The measles virus is one the of the world’s most contagious diseases and is caused by a virus in the paramyxovirus family. It is most commonly passed through direct contact and through the air, first infecting the respiratory tract and then spreading through the rest of the body.

Before we had a viable measles vaccine, which was first introduced in 1963, and then the addition of widespread vaccination efforts, major measles epidemics would occur about every two to three years, causing an estimated 2.6 million deaths each year.

According to the World Health Organization, measles vaccination resulted in an 80 percent drop in measles deaths between 2000 and 2017 worldwide — approximately 545,000 measles deaths occurred in 2000, compared to only 110,000 in 2017.

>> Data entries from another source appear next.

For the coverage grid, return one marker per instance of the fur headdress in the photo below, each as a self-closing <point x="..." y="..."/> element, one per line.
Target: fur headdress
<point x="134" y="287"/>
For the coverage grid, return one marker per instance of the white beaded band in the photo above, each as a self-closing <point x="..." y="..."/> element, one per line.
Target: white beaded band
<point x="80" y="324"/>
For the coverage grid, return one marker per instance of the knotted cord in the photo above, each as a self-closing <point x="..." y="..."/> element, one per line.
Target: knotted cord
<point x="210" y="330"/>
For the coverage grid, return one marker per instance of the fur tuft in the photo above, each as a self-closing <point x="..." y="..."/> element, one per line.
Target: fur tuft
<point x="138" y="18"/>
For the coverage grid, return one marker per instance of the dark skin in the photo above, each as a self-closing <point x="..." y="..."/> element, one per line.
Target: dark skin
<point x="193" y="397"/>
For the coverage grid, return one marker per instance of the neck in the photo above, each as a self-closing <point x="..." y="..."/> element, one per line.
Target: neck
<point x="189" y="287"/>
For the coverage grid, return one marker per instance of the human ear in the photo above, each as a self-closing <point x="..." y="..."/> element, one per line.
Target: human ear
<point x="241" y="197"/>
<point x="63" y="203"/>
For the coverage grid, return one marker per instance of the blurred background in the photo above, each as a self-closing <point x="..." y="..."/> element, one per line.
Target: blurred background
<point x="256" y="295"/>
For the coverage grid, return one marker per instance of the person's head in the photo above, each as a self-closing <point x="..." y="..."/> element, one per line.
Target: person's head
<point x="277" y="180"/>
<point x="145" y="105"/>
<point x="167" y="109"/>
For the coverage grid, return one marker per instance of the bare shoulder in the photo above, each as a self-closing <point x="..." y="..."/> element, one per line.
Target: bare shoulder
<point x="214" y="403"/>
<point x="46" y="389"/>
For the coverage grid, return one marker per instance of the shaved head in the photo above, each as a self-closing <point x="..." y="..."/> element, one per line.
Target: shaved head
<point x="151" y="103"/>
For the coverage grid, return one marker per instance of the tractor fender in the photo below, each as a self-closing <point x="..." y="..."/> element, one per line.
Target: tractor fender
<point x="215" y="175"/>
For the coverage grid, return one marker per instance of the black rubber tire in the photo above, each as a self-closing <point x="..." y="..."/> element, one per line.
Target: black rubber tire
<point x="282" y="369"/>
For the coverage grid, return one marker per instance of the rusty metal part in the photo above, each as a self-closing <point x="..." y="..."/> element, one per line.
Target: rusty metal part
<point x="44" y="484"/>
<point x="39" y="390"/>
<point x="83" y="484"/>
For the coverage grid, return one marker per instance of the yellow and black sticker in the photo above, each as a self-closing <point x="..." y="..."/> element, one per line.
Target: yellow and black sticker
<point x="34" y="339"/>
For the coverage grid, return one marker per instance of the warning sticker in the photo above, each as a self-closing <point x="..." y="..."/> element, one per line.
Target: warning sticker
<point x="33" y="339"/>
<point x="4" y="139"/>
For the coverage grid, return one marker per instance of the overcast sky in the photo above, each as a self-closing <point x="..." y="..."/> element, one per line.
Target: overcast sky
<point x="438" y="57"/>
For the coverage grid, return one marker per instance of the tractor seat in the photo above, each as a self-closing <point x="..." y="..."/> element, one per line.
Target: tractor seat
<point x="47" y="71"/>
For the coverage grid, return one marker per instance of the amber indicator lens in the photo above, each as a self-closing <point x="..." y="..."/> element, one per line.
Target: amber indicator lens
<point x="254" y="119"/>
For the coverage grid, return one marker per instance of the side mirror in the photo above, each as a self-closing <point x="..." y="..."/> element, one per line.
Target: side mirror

In 2017, 85 percent of the world’s children received one dose of measles vaccine by their first birthday through routine health services. In 2000, it was only 72 percent of the world’s children.

WHO attributes the prevention of an estimated 21.1 million measles deaths between 2000-2017 to the widespread adoption of the measles vaccine, “making measles vaccine one of the best buys in public health.”

With a rise in anti-vaccination practices in recent years, progress toward the global eradication of measles has slowed, and the scientists behind the two recent studies warn that getting children the MMR (Measles, mumps, Rubella) vaccine is as important as ever.

The research also found that the MMR vaccine does not produce the same immune-suppressing effects as the virus itself, which means that those who get vaccinated get the benefit of lifelong immunity to measles without any of the damaging effects of contracting the virus naturally.

This story was reported from Los Angeles.